Uiteindelijk stelt de stapel je in staat om het geheugen op de meest efficiënte manier te beheren, maar als je dynamische datastructuren of globale variabelen moet gebruiken, dan moet je naar de heap kijken.

Hoop

De heap is een geheugenopslag, ook gelegen in het RAM, die dynamische geheugentoewijzing mogelijk maakt en niet als een stapel werkt: het is slechts een opslagplaats voor uw variabelen. Wanneer u een stukje geheugen op de heap toewijst om een ​​variabele op te slaan, is dit niet alleen in de thread toegankelijk, maar in de hele applicatie. Dit is hoe globale variabelen worden gedefinieerd. Wanneer de toepassing wordt beëindigd, wordt al het toegewezen geheugen vrijgegeven. De grootte van de heap wordt ingesteld wanneer de toepassing start, maar is, in tegenstelling tot de stapel, alleen fysiek beperkt, waardoor u dynamische variabelen kunt maken.

Je communiceert met de heap via referenties, gewoonlijk pointers genoemd - dit zijn variabelen waarvan de waarden adressen van andere variabelen zijn. Wanneer u een pointer maakt, wijst u naar een geheugenlocatie op de heap, die de initiële waarde van de variabele instelt en het programma vertelt waar toegang tot die waarde kan worden verkregen. Vanwege de dynamische aard van de heap neemt de CPU niet deel aan de controle ervan; In talen zonder garbage collector (C, C++) moet de ontwikkelaar handmatig geheugengebieden vrijmaken die niet langer nodig zijn. Als dit niet gebeurt, kunnen geheugenlekken en fragmentatie optreden, wat de heap aanzienlijk zal vertragen.
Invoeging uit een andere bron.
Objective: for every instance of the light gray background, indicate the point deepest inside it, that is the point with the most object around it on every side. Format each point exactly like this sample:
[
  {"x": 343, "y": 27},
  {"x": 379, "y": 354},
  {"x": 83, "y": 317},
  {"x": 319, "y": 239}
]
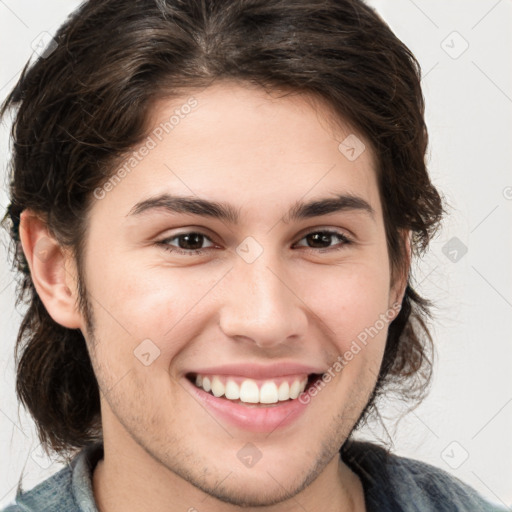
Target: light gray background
[{"x": 464, "y": 425}]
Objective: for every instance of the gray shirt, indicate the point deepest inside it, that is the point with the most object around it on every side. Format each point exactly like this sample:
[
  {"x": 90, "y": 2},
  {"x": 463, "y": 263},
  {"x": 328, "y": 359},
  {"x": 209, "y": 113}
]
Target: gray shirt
[{"x": 391, "y": 484}]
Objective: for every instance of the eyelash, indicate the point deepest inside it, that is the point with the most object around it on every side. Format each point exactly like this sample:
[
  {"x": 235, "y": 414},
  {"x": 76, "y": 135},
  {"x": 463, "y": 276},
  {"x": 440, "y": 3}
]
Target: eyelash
[{"x": 193, "y": 252}]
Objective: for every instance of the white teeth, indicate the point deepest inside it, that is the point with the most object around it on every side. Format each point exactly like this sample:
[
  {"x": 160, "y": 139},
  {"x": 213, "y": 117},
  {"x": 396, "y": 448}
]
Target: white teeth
[
  {"x": 249, "y": 392},
  {"x": 284, "y": 391},
  {"x": 217, "y": 387},
  {"x": 206, "y": 384},
  {"x": 268, "y": 393},
  {"x": 295, "y": 389},
  {"x": 232, "y": 390}
]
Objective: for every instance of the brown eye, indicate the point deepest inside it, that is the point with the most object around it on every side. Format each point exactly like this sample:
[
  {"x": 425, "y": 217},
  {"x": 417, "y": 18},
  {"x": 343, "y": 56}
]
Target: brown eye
[{"x": 323, "y": 239}]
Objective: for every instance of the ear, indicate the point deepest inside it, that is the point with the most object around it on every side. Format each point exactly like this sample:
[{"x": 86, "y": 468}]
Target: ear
[
  {"x": 52, "y": 270},
  {"x": 401, "y": 278}
]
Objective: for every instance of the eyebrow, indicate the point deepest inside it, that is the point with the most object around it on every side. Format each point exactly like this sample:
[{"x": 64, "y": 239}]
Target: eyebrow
[{"x": 227, "y": 212}]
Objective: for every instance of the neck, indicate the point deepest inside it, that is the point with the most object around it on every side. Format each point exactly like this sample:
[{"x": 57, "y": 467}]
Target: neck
[{"x": 132, "y": 480}]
Vergeleken met de stapel is de heap langzamer omdat variabelen over het geheugen verspreid zijn in plaats van bovenop de stapel. Onjuist geheugenbeheer in de heap leidt tot vertraging van de werking ervan; dit doet echter niets af aan het belang ervan - als u met dynamische of globale variabelen moet werken, gebruik dan een heap.